Bernas.id – Pernah dengar istilah sapiosexual? Sekilas namanya akan membuat kita berasumsi bahwa sapiosexual adalah kelainan seksual seperti gay, transsexual, dan lainnya. Tetapi bukan itu, sapiosexual sendiri adalah kecenderungan sexual yang tidak berarti negatif.
Dikutip dari Wikipedia.com, sapiosexual atau dalam bahasa Inggris disebut sebagai sapiosexuality adalah ketertarikan seksual terhadap seseorang yang didasarkan pada kecerdasan yang dimiliki oleh orang tersebut, bukan ketertarikan pada fisik atau kekayaan.
Jadi ketika kita tertarik pada seseorang, kita tertarik bukan karena orang tersebut rupawan, atau hartawan, atau indikator lain yang hanya bisa dilihat dari luar. Akan tetapi sapiosexual adalah kita tertarik pada kepribadian, insight kecerdasan yang dimiliki oleh seseorang. Dan kecedasan di sini bukan hanya soal intelektualitas semata, tetapi juga mencakup kecerdasan emosional seseorang.
Jika selama ini kamu tertarik pada seseorang karena dia cerdas, atau menarik dari segi kepribadian, bisa jadi kamu ini termasuk seorang sapiosexual lho. Mencintai seseorang karena fisik atau harta yang dia punya tidak akan membuatmu merasa bahagia untuk waktu yang lama, karena apa yang tampak di depan mata bisa saja hilang pada waktunya. Tetapi mencintai kepribadian seseorang bisa membuat cintamu lebih tulus, dan mencintai dengan tulus adalah hakikat cinta yang sebenarnya.

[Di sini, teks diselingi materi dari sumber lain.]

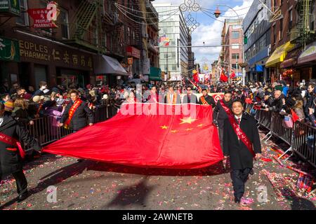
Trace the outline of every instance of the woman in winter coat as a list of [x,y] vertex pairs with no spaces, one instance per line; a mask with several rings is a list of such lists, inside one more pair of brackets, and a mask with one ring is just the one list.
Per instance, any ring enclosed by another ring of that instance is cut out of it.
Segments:
[[34,121],[27,111],[27,103],[23,98],[18,97],[14,102],[12,116],[20,125],[34,125]]
[[303,100],[296,99],[296,98],[293,98],[293,99],[294,99],[296,102],[294,108],[295,113],[297,114],[300,120],[305,119],[304,109],[303,108],[304,103]]

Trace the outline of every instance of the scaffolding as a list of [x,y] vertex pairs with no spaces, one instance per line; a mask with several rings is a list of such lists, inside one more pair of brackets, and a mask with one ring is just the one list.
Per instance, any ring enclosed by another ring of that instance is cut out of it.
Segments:
[[315,38],[315,30],[310,27],[315,17],[312,13],[313,4],[314,0],[299,0],[296,5],[298,18],[296,28],[291,30],[293,36],[295,36],[291,42],[300,43],[303,50],[305,50],[307,43]]

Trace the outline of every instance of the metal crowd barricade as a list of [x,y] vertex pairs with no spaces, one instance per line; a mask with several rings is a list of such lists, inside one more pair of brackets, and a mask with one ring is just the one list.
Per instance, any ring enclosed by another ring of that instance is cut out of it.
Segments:
[[[249,107],[246,108],[249,109]],[[279,159],[288,152],[295,153],[316,167],[316,127],[307,123],[296,122],[293,128],[286,128],[282,125],[283,117],[273,112],[257,111],[254,117],[258,120],[259,126],[269,130],[269,133],[263,138],[265,139],[269,136],[265,140],[265,143],[274,136],[290,146],[283,155],[279,157]],[[289,158],[288,157],[284,161]]]
[[[279,157],[281,159],[288,152],[293,152],[292,150],[292,141],[294,133],[294,128],[286,128],[282,125],[283,118],[278,113],[274,113],[272,114],[271,120],[271,135],[275,136],[280,139],[285,143],[287,143],[290,147]],[[284,161],[289,159],[288,157]]]
[[[93,113],[95,123],[105,121],[112,117],[112,106],[98,106]],[[36,118],[33,120],[33,125],[25,125],[25,127],[31,136],[35,137],[39,141],[41,146],[45,146],[72,133],[68,129],[59,127],[58,121],[60,118],[56,116],[44,116]],[[26,152],[32,150],[32,148],[25,144],[23,144],[23,148]]]
[[316,167],[316,127],[296,122],[294,126],[292,150]]

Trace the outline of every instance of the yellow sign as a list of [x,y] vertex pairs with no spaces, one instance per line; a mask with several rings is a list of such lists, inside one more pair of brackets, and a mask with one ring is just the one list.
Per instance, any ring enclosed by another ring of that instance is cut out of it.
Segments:
[[67,50],[50,49],[47,46],[23,40],[19,41],[19,46],[21,57],[46,62],[60,62],[67,65],[93,68],[91,57],[70,53]]
[[294,46],[294,45],[289,41],[277,48],[265,63],[265,66],[270,67],[277,63],[283,62],[287,57],[287,52],[291,50]]

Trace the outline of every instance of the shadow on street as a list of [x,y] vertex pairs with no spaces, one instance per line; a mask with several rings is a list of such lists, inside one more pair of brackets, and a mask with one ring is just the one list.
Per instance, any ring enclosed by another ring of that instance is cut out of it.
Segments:
[[102,209],[108,209],[109,207],[116,206],[124,208],[129,205],[138,205],[146,207],[146,197],[154,188],[154,186],[147,186],[147,178],[139,183],[120,190],[117,195],[112,202],[102,207]]

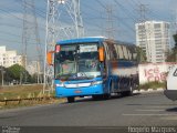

Nah, maka dari itu, sapiosexual cenderung kepada hal yang positif. Di era sekarang, sangat sulit menemukan seorang sapiosexual. Kebanyakan dari kita, menyukai seseorang karena fisiknya, atau hartanya. Jadi memiliki sifat atau kecenderungan seksual sapio merupakan hal yang istimewa.
Lalu, apakah kamu tertarik menjadi seorang sapiosexual?